Alert status and severity
As alerts start showing up, you can review them and investigate each by clicking on it and analyzing the signals in the Alert details pane. Once you have analyzed an alert, you can assign it to one of the following statuses:
- Confirmed. Creates a case to further investigate the alert.
- Dismissed. Identifies it as a false positive.
- Needs review. The alert requires further analysis to define an action.
- Resolved. The case to which this alert was assigned has been closed.
Alert risk scores are automatically calculated from several risk activity attributes that include:
- The type of risk activity.
- The number and frequency of the activity occurrence.
- The history of user risk activity.
- The addition of activity risks that may boost the seriousness of the activity.
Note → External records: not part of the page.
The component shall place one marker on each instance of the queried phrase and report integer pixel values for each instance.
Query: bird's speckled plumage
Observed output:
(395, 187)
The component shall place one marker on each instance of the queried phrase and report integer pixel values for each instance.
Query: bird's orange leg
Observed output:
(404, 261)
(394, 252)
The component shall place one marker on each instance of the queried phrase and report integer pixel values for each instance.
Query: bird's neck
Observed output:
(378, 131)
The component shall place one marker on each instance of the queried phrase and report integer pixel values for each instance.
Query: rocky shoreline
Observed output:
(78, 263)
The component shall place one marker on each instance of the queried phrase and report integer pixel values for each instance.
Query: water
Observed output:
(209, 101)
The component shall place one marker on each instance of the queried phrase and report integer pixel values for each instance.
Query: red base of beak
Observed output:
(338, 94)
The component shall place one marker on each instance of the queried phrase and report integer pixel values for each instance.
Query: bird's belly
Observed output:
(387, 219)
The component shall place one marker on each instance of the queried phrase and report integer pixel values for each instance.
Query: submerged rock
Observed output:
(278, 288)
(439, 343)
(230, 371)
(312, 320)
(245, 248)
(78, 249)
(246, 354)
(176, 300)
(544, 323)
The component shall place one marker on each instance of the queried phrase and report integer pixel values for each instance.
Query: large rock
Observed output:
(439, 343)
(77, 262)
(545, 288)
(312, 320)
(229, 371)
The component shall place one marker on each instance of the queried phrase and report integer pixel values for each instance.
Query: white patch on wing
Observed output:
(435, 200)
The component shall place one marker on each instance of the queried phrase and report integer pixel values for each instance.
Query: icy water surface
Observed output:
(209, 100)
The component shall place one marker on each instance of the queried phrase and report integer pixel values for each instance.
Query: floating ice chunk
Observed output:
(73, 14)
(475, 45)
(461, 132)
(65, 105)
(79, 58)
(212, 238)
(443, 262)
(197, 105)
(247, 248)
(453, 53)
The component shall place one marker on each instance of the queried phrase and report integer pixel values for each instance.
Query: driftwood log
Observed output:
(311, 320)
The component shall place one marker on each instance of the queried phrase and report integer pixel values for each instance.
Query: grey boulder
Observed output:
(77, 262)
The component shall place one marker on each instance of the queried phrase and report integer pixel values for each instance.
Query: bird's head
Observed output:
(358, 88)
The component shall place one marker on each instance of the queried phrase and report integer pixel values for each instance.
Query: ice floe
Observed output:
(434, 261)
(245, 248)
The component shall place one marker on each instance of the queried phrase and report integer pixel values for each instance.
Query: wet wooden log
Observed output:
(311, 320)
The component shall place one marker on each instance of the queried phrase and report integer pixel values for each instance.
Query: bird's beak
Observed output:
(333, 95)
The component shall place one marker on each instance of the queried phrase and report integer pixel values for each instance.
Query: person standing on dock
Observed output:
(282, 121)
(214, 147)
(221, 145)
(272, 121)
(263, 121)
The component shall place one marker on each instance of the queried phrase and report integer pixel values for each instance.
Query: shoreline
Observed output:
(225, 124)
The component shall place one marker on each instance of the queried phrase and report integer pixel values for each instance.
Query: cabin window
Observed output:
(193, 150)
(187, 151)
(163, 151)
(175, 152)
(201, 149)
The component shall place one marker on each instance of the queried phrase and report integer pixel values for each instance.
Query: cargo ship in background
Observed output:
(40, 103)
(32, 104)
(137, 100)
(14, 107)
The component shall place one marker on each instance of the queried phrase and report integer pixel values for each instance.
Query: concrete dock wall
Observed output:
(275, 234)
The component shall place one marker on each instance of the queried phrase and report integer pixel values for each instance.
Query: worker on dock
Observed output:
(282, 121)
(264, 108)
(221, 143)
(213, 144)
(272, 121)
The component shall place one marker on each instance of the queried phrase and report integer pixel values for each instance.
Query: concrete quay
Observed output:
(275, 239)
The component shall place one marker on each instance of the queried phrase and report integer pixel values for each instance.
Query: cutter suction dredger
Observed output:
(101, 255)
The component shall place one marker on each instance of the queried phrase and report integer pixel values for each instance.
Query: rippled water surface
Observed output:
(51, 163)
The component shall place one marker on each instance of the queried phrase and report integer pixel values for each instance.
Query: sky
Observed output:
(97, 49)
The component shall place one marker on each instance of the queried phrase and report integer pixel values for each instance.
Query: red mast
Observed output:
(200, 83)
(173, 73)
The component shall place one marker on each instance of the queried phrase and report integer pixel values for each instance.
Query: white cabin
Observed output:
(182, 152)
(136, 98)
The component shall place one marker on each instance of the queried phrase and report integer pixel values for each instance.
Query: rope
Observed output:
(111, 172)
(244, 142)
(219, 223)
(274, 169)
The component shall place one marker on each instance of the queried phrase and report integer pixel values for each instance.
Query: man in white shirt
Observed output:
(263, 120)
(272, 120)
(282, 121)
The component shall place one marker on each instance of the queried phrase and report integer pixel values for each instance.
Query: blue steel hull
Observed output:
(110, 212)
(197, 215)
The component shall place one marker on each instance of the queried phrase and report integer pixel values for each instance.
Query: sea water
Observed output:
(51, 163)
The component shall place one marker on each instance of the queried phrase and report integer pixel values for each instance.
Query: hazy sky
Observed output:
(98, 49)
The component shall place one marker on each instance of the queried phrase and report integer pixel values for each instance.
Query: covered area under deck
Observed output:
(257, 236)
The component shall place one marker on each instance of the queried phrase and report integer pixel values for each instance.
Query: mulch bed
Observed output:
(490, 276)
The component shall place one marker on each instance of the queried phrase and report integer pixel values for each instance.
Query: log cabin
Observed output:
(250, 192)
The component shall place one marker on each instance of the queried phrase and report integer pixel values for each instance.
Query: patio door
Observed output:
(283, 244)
The alert risk score drives the programmatic assignment of a risk severity level for each alert and cannot be customized. If alerts remain untriaged and risk activities continue to be added to the alert, the risk severity level can increase. Risk analysts and investigators can use the alert risk severity to help triage alerts in accordance to your organization's risk policies and standards.
The alert risk severity levels are:
- High severity: The activity and indicators for the alert pose significant risk. The associated risk activities are serious, repetitive, and correlate strongly to other significant risk factors.
- Medium severity: The activity and indicators for the alert pose a moderate risk. The associated risk activities are moderate, frequent, and have some correlation to other risk factors.
- Low severity: The activity and indicators for the alert pose a minor risk. The associated risk activities are minor, more infrequent, and do not correlate to other significant risk factors.
Filtering and searching alerts
Depending on the number and type of active insider risk management policies in your organization, reviewing a large queue of alerts can be challenging. Using filters can help analysts and investigators sort alerts by several attributes. Selecting the Filter control on the Alerts dashboard lets you filter alerts by one or more of the following attributes:
- Status: Select one or more status values to filter the alert list. The options are Confirmed, Dismissed, Needs review, and Resolved.
- Severity: Select one or more alert risk severity levels to filter the alert list. The options are High, Medium, and Low.
- Time detected: Select the start and end dates for when the alert was created.
- Policy: Select one or more policies to filter the alerts generated by the selected policies.
To search the alert name for a specific word, select the Search control and type the word to search. The search results display any policy alert containing the word defined in the search.